In digital media, perfect partnerships aren’t just important – they’re paramount. This rule applies to online communities potentially more than any other type of media buy. Infiltrating an existing community with a branded message and the desire to sell a product isn’t easy. Misjudge your audience or get your pitch wrong and it’s much like busting into a baby shower shilling a coat full of cheap jewelry. You won’t be well received.

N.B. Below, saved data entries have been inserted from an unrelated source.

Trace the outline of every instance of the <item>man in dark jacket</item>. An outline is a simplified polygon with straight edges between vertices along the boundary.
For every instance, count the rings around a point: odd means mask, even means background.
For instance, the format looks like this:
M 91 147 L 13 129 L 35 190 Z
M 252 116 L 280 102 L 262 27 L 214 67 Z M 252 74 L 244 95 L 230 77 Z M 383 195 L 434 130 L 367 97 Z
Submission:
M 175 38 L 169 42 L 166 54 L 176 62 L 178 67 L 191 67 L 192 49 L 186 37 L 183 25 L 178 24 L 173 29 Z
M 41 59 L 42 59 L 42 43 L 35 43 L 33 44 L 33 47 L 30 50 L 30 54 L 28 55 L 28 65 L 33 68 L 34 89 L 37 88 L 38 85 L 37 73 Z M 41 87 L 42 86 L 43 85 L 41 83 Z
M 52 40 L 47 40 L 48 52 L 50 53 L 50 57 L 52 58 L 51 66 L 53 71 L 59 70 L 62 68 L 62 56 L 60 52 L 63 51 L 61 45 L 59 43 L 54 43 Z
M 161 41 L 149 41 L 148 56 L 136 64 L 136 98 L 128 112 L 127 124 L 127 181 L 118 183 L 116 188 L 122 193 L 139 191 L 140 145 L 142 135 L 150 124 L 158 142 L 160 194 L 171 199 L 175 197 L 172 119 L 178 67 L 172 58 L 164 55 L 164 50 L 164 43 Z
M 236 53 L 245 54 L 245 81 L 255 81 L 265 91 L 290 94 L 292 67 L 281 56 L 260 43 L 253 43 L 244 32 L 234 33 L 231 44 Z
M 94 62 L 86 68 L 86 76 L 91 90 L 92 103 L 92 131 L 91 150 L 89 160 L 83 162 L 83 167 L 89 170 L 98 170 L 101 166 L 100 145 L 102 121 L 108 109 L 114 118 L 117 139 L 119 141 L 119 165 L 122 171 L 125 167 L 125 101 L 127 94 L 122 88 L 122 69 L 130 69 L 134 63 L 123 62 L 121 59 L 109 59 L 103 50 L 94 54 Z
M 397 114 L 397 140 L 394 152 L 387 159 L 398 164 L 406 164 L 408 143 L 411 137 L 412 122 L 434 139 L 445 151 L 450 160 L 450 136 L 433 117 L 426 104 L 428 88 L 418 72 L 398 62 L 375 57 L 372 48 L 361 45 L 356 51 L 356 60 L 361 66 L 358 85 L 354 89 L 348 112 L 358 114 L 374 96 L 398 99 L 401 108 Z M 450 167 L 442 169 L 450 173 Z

As we explored in the column, “The Lure of Online Communities,” communities have much to offer digital marketers – they can connect brands with consumers in meaningful and significant ways. If you’re partnering with an existing online community instead of building one from scratch, you already understand that communities come with loyal users who are ready and willing to learn about relevant products and services. The next step is to present your own product in way that illustrates not only its place within their lives, but its relevance to the community as a whole.
One approach: brands are aligning with things that matter to the community’s users. Remember the collective behaviors and culture of support that are so important to a successful community? Those can be tapped for the greater good of both consumer and brand. One online community that seems to have mastered this art is iVillage. For several years, the content-based women’s community has been offering Community Challenges to brands looking to connect with its audience.
The latest in a long line of such marketing programs launched last week. Called the “Mealtime Makeover Community Challenge,” it features Bravo’s Top Chef finalist Antonia Lofaso providing daily tips and recipes for healthier family cooking. Women who participate in the challenge receive personalized daily e-mails with cooking assignments and recipes, along with the support of other participants.
The program is being sponsored by Splenda, which also sponsored the iVillage “Rev Up Your Weight Loss” Challenge that ran earlier this year. In addition to display advertising in the daily e-mails, its products are being incorporated into the program’s editorial content through Lofaso’s beverage and snack recipes.
“Splenda is trying to help women and families live healthier lives,” says Catherine Balsam-Schwaber, SVP, marketing for iVillage. She adds that some challenges have room for multiple sponsors but many are devised in conjunction with a brand from the start. “We’re constantly looking for opportunities to give our users the community content they’re asking for…and we usually find that what our sponsors want is right in line with what consumers want as well.”
Other Community Challenges include this spring’s “Get Moving Now!” which was operated in partnership with the President’s Council on Fitness, Sports and Nutrition, and the recently launched Back-to-School Community Challenge,” sponsored by Zappos as a way to promote its kids’ clothing and shoes.
The formula for a successful program includes a topic the community cares about, a sponsor that can deliver “real value,” and a popular lead coach (such as Lofaso). Sometimes those coaches are actually site members handpicked to share their stories through videos and blogs on the iVillage iVoices channel. With this system, brands can align themselves with influential consumers and, in essence, boost their credibility.
Brands marketing within online communities covet a sense of community and the common desire to improve one’s life. That’s because brands, too, are presenting their products in the context of how they can better consumers’ lives. Positioning yourself as a catalyst for achieving the things that matter to a community’s audience can transform happy users into users who are happy to embrace your brand.